I'll test it but I don't think this is the case. If backup_label is present then we'll just update pg_control again as we do now.

When backup_label is present the value of backupLabelRequired does not matter so it just follows the prior logic.

Finally, here is a general opinion.  I like this patch, and it is
basically risk-free for base backups taken with the replication
protocol as we update the control file with the new flag set
on-the-fly.

Glad to hear it!

Now, I am worried about backups that use pg_stop_backup().  Changing
backup APIs has always been a very sensitive area, and this is going
to require operators to update backup tools so as the control file
received as a result of pg_stop_backup() is copied, at the cost of
getting a failure if they don't do so.

Using the pg_control copy from pg_backup_stop() is entirely optional and nothing is broken if vendors decide not to use it. This can be demonstrated by applying the 01 patch without 02. In that case the tests in 042_low_level_backup continue to run. You can also apply 01 and 02 and revert the test changes in 042_low_level_backup and that works, too.

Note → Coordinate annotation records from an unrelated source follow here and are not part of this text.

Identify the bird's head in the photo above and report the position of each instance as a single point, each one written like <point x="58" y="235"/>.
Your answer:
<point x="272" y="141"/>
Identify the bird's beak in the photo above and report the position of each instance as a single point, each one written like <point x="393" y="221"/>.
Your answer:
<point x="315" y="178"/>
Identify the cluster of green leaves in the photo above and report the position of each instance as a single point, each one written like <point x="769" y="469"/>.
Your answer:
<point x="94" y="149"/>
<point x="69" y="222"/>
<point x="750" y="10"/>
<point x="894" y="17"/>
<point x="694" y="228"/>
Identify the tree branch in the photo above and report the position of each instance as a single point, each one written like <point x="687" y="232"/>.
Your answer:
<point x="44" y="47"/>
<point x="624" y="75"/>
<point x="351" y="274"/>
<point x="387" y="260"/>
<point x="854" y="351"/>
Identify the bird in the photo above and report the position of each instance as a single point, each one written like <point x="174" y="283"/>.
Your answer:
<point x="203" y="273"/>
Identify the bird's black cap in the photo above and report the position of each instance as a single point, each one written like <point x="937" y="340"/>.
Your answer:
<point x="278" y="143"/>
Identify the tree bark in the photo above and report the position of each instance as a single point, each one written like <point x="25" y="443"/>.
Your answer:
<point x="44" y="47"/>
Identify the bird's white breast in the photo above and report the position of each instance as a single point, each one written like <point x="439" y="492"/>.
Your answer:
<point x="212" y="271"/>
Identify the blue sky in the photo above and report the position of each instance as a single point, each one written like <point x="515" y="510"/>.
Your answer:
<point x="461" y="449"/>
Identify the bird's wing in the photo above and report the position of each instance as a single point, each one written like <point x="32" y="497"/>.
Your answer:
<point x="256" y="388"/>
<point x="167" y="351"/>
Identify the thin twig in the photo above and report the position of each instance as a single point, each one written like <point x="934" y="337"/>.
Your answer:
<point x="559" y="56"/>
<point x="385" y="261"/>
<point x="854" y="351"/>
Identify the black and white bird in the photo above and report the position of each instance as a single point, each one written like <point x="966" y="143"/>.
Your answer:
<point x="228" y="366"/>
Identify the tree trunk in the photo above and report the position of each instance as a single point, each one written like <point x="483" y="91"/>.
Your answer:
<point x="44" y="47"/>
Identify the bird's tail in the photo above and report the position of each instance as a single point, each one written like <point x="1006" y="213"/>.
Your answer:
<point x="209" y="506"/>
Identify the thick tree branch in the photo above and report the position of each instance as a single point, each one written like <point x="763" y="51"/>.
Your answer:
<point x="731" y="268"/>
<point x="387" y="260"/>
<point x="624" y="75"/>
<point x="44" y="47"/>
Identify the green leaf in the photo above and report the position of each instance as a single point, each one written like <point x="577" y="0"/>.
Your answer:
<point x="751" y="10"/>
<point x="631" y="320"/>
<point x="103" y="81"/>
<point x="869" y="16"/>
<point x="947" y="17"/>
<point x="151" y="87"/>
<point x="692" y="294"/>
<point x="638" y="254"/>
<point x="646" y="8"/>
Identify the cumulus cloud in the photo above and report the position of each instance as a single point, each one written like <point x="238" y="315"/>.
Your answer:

Vendors can use the new feature if they want the protection of backupLabelRequired and a guaranteed non-torn copy of pg_control but if they do nothing then nothing breaks.

I will *not* proceed with this
change without a clear approval from some more committers or senior
hackers that they like this change (approach previously suggested by
Andres, actually, for what I can see).

You are correct and this was an omission on my part. If this gets to commit we'll definitely want to mention that this flag was Andres' suggestion.

I am adding in CC a few
committers who have commented on this set of proposals and who have
touched the recovery code in the last few years, for awareness.
The timing is what it is, and we are at the end of a release cycle.
Let's see if we can reach a consensus of some kind.

Perfect. I'm looking forward to their input.

I'll hold off on a new patch version until we get some feedback since I don't think any of the requested changes are critical to the functionality.